At the end of createFields in OLE2, I added this code:
if "root[0]" in self:
self.seekBit(0)
stream=self["root[0]"].group.createInputStream()
psfield=OfficeRootEntry(stream)
RootSeekableFieldSet.__init__(psfield,self,"root",stream,"Document Fragment Group: root",stream.size)
psfield.ole2=self
yield psfield
Yes, there is voodoo. Basically, if any root entries were found (summary and doc_summary entries follow), it seeks to the beginning (to allow for enough perceived space to store the data) and then creates a stream from the fragment_group (which happens to be a StringInputStream?), initializes a parser for it, and then attaches the parser to the main document.
Now, with an unmodified base library, this fails with an AssertionError?: the parent stream must match the child stream. If this line is commented out, the stream functions perfectly, allowing inspection of the contained elements.

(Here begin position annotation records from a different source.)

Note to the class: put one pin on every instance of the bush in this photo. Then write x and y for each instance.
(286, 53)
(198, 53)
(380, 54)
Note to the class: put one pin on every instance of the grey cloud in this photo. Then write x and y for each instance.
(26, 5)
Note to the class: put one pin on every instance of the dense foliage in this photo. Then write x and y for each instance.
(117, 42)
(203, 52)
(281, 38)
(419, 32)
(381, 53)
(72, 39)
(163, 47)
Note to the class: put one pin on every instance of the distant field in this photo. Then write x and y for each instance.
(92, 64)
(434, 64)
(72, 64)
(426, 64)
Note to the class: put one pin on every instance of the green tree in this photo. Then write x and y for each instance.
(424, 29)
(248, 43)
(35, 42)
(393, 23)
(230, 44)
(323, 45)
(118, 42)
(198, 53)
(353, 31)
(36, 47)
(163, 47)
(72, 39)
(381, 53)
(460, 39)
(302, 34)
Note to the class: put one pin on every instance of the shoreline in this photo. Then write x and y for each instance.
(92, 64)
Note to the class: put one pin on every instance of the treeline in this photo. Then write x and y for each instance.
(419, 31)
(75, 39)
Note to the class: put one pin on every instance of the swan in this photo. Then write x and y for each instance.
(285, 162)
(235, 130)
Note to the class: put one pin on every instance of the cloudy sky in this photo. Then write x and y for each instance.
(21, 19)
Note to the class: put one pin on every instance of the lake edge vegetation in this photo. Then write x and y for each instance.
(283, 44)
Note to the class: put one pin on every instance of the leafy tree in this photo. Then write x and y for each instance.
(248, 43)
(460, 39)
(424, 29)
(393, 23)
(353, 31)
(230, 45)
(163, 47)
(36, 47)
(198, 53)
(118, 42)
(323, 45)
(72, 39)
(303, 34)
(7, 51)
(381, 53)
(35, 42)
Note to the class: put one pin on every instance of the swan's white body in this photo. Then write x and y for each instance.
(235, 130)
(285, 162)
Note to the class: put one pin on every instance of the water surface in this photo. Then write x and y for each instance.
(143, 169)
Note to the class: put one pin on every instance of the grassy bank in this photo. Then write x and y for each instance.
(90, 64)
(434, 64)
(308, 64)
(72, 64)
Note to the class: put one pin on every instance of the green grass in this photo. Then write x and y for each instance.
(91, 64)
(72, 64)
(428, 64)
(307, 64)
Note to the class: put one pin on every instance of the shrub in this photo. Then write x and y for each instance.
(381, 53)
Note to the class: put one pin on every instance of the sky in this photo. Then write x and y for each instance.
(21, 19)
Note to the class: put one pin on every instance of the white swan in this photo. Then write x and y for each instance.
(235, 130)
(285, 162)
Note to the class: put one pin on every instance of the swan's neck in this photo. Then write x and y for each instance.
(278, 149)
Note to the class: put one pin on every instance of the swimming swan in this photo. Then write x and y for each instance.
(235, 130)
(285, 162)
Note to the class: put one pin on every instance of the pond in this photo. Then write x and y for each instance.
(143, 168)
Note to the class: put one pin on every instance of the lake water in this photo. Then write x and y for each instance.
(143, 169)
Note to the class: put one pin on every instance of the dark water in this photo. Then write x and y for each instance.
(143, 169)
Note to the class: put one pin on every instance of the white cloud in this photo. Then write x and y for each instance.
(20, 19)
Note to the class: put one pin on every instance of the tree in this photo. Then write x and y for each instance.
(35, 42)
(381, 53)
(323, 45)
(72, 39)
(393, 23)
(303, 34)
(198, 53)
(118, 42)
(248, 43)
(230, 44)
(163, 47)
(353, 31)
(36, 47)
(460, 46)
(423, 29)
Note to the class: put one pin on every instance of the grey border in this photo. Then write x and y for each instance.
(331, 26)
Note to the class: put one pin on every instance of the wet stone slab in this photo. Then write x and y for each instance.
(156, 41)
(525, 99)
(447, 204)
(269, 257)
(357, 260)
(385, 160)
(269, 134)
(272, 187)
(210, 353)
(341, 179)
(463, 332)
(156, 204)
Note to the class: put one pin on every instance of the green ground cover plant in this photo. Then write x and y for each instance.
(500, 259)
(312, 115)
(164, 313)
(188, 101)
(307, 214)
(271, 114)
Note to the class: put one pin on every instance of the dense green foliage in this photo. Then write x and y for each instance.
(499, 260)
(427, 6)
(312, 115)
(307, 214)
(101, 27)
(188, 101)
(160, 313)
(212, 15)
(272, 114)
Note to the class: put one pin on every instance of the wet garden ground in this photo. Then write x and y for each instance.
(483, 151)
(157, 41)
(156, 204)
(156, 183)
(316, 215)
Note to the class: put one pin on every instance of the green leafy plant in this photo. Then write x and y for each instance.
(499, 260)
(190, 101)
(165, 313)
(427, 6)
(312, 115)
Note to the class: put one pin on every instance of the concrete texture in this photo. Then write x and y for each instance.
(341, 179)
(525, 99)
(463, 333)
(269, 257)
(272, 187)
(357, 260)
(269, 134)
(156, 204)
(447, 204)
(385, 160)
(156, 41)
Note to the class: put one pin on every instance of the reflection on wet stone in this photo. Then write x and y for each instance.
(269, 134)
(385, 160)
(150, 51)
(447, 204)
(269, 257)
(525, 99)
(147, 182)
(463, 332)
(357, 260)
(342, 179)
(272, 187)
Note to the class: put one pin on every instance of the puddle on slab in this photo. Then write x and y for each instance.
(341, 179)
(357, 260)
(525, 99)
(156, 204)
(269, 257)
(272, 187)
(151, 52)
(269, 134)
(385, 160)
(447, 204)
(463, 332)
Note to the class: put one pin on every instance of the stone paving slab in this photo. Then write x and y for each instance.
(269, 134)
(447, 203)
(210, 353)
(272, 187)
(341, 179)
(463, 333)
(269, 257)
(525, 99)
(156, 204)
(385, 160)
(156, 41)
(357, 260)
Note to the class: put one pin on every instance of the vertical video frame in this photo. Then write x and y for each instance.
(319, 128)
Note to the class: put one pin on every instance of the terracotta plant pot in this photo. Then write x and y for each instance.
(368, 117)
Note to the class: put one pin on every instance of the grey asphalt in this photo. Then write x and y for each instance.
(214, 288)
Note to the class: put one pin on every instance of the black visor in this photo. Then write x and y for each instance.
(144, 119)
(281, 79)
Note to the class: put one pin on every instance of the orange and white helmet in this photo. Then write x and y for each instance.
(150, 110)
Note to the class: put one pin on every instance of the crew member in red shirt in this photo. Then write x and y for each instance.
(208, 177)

The OfficeRootEntry? parser isn't registered with the main parser list, as it doesn't function on its own (it requires variables and methods from the parent OLE2 parser, which is linked by the above code). Thus, the substream "technique" appears to be the only truly viable way of reading the data (the parser can't be attached to the stream directly because it is heavily fragmented in my test file, with over 12 separate fragments; and the function seekSBlock assumes a contiguous stream).
I therefore suggest removing the assertion for
assert id(self.stream) == id(parent.stream)
in hachoir_core.field.basic_field_set.py.